Parmi les outils développés, le questionnaire est celui qui demeure le plus utile. Il sera réutilisé tel quel cette année, car les questions sont toujours pertinentes. Nous avons hâte de comparer les résultats de l’an dernier avec ceux de cette année.

Le bilan de l’année présenté aux participantes, plus détaillé, a ouvert la discussion entre les femmes et les a amenés à s’exprimer davantage. De plus, l’évaluation permet d’avoir des données tangibles et des mots pour expliquer le choix d’arrêter, de modifier ou de poursuivre une activité.

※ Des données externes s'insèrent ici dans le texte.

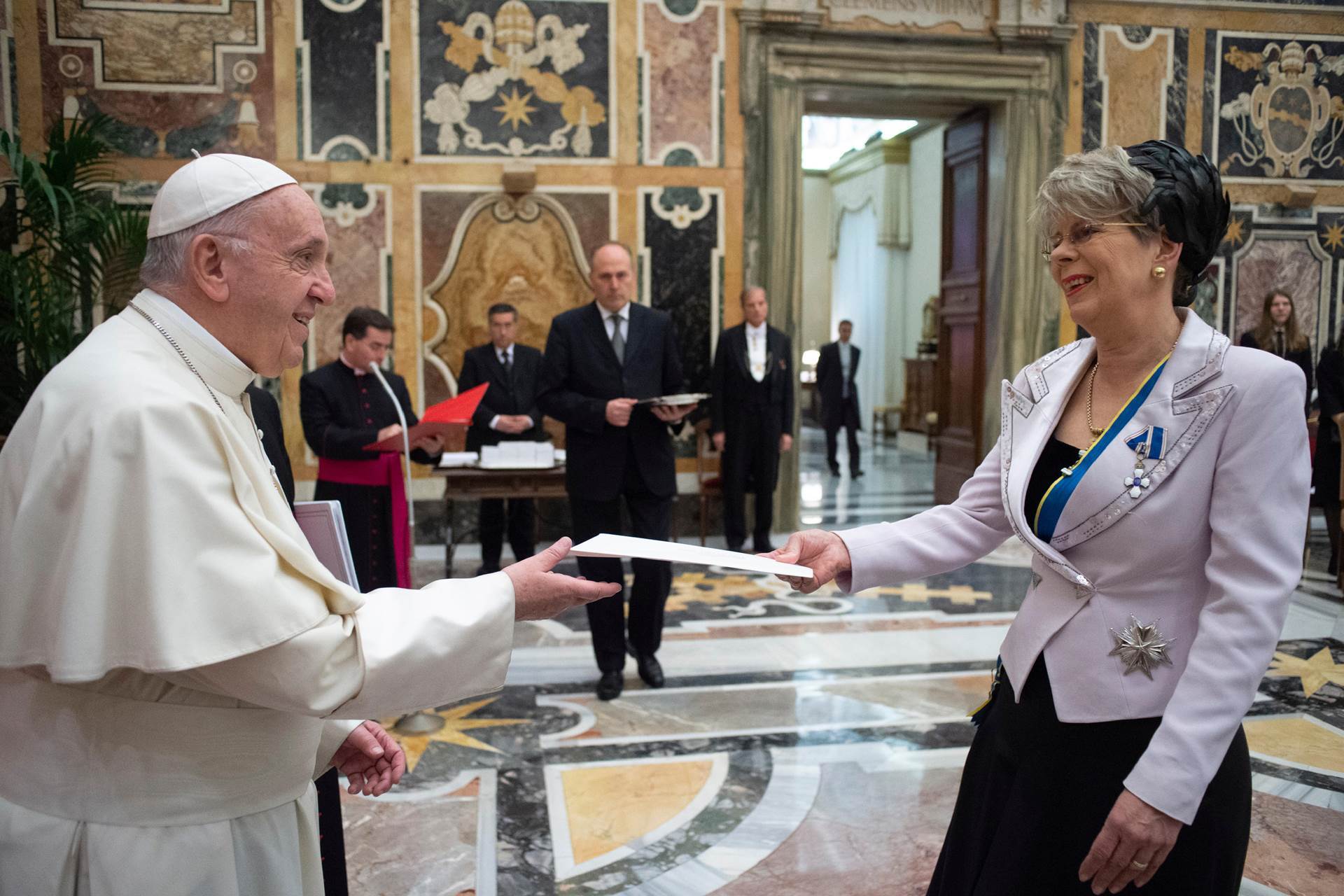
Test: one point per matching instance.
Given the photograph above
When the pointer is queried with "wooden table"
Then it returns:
(473, 484)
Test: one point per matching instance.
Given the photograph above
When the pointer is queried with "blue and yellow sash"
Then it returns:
(1057, 496)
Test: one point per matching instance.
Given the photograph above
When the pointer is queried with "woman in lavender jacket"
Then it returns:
(1160, 477)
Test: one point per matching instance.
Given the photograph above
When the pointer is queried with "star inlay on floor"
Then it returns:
(417, 731)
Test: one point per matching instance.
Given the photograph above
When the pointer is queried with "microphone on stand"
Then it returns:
(406, 453)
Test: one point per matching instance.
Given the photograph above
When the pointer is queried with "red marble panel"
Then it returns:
(680, 66)
(1285, 264)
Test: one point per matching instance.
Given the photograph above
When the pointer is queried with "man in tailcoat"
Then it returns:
(600, 360)
(752, 416)
(840, 398)
(507, 413)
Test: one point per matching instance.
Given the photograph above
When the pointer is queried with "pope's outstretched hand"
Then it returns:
(540, 594)
(823, 552)
(370, 760)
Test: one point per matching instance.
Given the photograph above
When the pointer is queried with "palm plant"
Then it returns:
(71, 250)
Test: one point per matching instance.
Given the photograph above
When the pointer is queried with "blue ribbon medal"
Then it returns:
(1148, 444)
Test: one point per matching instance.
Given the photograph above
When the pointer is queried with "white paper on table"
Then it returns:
(625, 546)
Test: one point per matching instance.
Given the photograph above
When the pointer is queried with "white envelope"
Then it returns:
(625, 546)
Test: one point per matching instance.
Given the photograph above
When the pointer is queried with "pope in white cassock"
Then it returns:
(175, 663)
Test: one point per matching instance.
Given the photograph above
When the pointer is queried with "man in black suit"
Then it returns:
(267, 416)
(752, 416)
(343, 407)
(600, 360)
(840, 398)
(507, 413)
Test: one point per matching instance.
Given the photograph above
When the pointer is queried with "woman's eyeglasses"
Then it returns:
(1079, 234)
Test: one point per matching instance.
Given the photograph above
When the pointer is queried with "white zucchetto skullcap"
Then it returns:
(207, 186)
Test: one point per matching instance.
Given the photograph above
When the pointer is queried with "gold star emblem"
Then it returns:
(417, 731)
(1316, 672)
(514, 109)
(1334, 235)
(1140, 647)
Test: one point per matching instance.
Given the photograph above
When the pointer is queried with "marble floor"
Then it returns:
(803, 745)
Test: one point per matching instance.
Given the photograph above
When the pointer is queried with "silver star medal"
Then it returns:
(1140, 647)
(1139, 481)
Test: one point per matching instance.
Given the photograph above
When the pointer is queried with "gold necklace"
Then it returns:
(1092, 382)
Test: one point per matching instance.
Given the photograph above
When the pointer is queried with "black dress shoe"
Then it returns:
(609, 685)
(651, 671)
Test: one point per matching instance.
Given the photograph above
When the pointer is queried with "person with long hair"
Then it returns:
(1160, 479)
(1280, 333)
(1326, 472)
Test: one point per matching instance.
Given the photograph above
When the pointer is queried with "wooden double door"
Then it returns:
(960, 381)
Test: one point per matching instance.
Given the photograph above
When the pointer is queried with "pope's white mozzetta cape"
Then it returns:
(172, 656)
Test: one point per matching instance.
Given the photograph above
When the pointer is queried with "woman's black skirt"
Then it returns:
(1035, 793)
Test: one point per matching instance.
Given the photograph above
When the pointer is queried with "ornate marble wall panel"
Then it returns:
(682, 83)
(1289, 6)
(1133, 83)
(530, 251)
(1300, 251)
(1275, 106)
(8, 86)
(174, 77)
(342, 78)
(680, 254)
(514, 78)
(359, 234)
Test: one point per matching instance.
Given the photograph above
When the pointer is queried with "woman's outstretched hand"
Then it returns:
(823, 552)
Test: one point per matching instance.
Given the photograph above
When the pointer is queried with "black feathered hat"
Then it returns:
(1190, 202)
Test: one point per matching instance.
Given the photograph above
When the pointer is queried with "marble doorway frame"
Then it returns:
(792, 65)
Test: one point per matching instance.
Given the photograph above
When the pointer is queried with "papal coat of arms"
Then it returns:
(1289, 124)
(519, 85)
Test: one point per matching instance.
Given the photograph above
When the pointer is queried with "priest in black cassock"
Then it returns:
(507, 413)
(343, 409)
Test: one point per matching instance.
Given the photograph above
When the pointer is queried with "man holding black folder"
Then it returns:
(600, 360)
(507, 413)
(343, 409)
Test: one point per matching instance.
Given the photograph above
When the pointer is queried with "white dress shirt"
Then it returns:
(756, 351)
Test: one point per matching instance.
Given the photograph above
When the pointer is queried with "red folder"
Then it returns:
(448, 418)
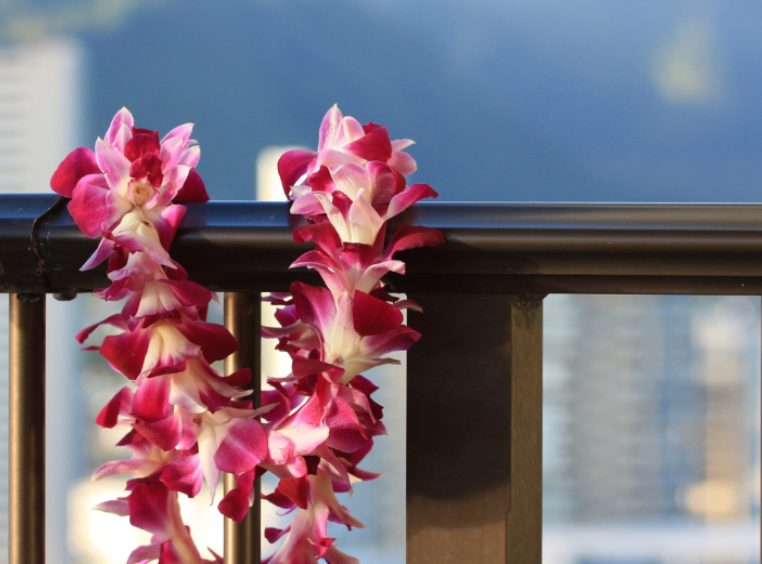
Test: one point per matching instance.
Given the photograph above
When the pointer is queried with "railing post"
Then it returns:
(474, 463)
(27, 429)
(242, 319)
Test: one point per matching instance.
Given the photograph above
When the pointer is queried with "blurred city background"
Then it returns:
(652, 403)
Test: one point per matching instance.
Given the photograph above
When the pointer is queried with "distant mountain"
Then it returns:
(507, 100)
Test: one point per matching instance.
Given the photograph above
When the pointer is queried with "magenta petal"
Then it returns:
(291, 167)
(183, 475)
(410, 236)
(322, 234)
(104, 250)
(374, 145)
(372, 316)
(80, 162)
(314, 305)
(120, 403)
(92, 206)
(126, 352)
(151, 399)
(216, 342)
(149, 506)
(193, 190)
(243, 448)
(297, 490)
(273, 535)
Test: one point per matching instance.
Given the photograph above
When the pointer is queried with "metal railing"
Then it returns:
(474, 461)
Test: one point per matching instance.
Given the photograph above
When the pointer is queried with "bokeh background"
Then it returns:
(652, 403)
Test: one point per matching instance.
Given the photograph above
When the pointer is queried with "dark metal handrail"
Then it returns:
(482, 291)
(589, 248)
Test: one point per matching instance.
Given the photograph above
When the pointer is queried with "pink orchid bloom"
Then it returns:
(355, 331)
(124, 190)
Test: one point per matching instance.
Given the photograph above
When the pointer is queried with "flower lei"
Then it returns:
(186, 422)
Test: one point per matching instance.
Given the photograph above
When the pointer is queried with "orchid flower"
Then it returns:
(326, 420)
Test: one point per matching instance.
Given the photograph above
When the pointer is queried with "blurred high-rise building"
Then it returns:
(41, 86)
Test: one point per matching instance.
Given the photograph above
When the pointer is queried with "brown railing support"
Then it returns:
(524, 522)
(27, 429)
(242, 318)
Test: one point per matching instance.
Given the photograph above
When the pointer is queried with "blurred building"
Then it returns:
(652, 428)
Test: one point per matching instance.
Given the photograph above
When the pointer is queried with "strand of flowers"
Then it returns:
(321, 418)
(186, 423)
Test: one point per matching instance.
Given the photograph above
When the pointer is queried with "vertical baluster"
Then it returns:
(242, 318)
(474, 430)
(524, 523)
(27, 429)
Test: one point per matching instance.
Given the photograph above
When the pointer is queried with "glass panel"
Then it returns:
(652, 430)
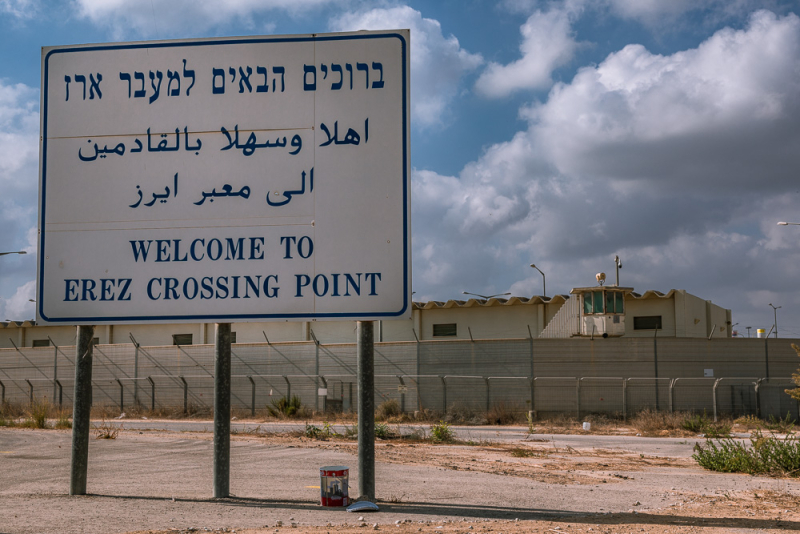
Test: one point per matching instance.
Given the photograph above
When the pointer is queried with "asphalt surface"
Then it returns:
(673, 447)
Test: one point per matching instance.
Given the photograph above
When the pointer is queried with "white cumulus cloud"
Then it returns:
(140, 19)
(438, 63)
(681, 164)
(547, 43)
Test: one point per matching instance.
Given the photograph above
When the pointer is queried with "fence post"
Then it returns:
(488, 394)
(136, 374)
(324, 397)
(121, 395)
(152, 394)
(758, 398)
(185, 395)
(672, 395)
(419, 389)
(316, 369)
(530, 342)
(655, 364)
(444, 394)
(55, 370)
(402, 394)
(81, 410)
(252, 396)
(625, 399)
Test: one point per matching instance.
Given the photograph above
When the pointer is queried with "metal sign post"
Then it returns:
(222, 410)
(81, 411)
(226, 180)
(366, 409)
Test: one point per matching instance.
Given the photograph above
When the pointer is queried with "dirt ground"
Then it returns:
(650, 486)
(537, 459)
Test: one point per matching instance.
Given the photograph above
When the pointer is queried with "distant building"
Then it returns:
(599, 311)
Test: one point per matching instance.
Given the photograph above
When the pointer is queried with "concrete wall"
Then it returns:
(682, 315)
(649, 307)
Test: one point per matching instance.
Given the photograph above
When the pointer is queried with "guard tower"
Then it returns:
(602, 309)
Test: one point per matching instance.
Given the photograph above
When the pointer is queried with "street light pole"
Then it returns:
(544, 285)
(775, 311)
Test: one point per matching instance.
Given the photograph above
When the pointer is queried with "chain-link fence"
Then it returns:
(577, 377)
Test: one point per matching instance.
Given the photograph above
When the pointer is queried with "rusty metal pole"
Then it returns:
(222, 411)
(366, 409)
(81, 411)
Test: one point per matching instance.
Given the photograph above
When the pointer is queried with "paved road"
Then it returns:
(673, 447)
(158, 480)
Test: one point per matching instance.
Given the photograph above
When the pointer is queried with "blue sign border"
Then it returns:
(225, 318)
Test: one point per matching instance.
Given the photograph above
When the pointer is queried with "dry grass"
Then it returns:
(106, 431)
(504, 413)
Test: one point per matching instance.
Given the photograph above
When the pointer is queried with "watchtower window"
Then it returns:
(598, 302)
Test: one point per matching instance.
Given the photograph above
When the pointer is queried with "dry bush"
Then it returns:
(387, 409)
(649, 422)
(462, 414)
(36, 413)
(555, 423)
(503, 413)
(106, 431)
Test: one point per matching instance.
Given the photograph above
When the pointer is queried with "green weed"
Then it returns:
(285, 407)
(765, 455)
(781, 425)
(442, 433)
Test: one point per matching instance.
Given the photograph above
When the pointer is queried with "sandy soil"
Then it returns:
(539, 460)
(645, 492)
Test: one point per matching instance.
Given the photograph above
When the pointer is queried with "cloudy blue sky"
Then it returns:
(559, 133)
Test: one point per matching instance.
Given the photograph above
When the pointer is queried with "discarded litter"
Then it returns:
(333, 485)
(363, 506)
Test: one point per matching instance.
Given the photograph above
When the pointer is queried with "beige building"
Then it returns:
(587, 312)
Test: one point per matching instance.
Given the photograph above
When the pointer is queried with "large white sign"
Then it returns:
(226, 180)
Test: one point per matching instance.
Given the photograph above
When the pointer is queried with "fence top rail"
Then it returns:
(508, 378)
(647, 378)
(602, 378)
(556, 378)
(463, 376)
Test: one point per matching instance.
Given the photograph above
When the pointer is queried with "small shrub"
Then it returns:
(382, 431)
(529, 419)
(442, 433)
(717, 430)
(387, 409)
(651, 422)
(285, 407)
(749, 421)
(502, 413)
(523, 453)
(765, 455)
(782, 426)
(315, 432)
(696, 423)
(62, 420)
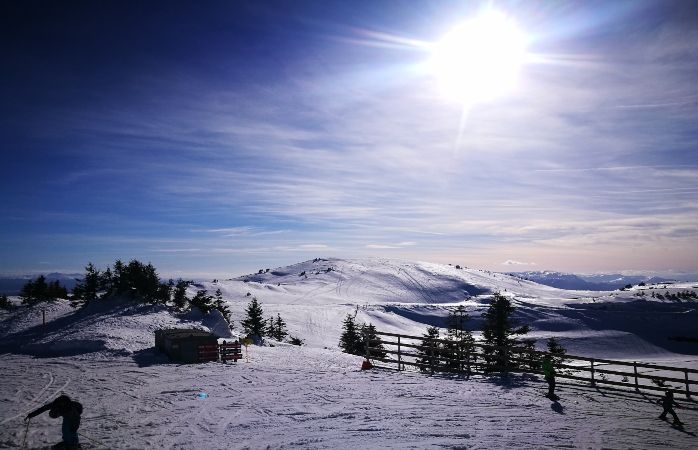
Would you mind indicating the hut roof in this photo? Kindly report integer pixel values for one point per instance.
(186, 333)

Nous avons beaucoup réfléchi sur les meilleures façons de démontrer les impacts de nos actions et sur le langage à utiliser pour les mettre en valeur. Au terme de cette démarche, l’évaluation nous a donné quelques outils réutilisables, une meilleure compréhension des effets de nos actions et, surtout, des mots pour les expliquer. » Christine Drolet, intervenante

Le 6 décembre dernier, les membres du CÉAF étaient à Québec pour présenter une pétition qui dénonce le harcèlement et la violence sexuelle faites aux femmes locataires et pour sommer le gouvernement d’agir. Et, heureusement, les actions du CÉAF se poursuivront pour améliorer la vie des femmes d’aujourd’hui et de demain.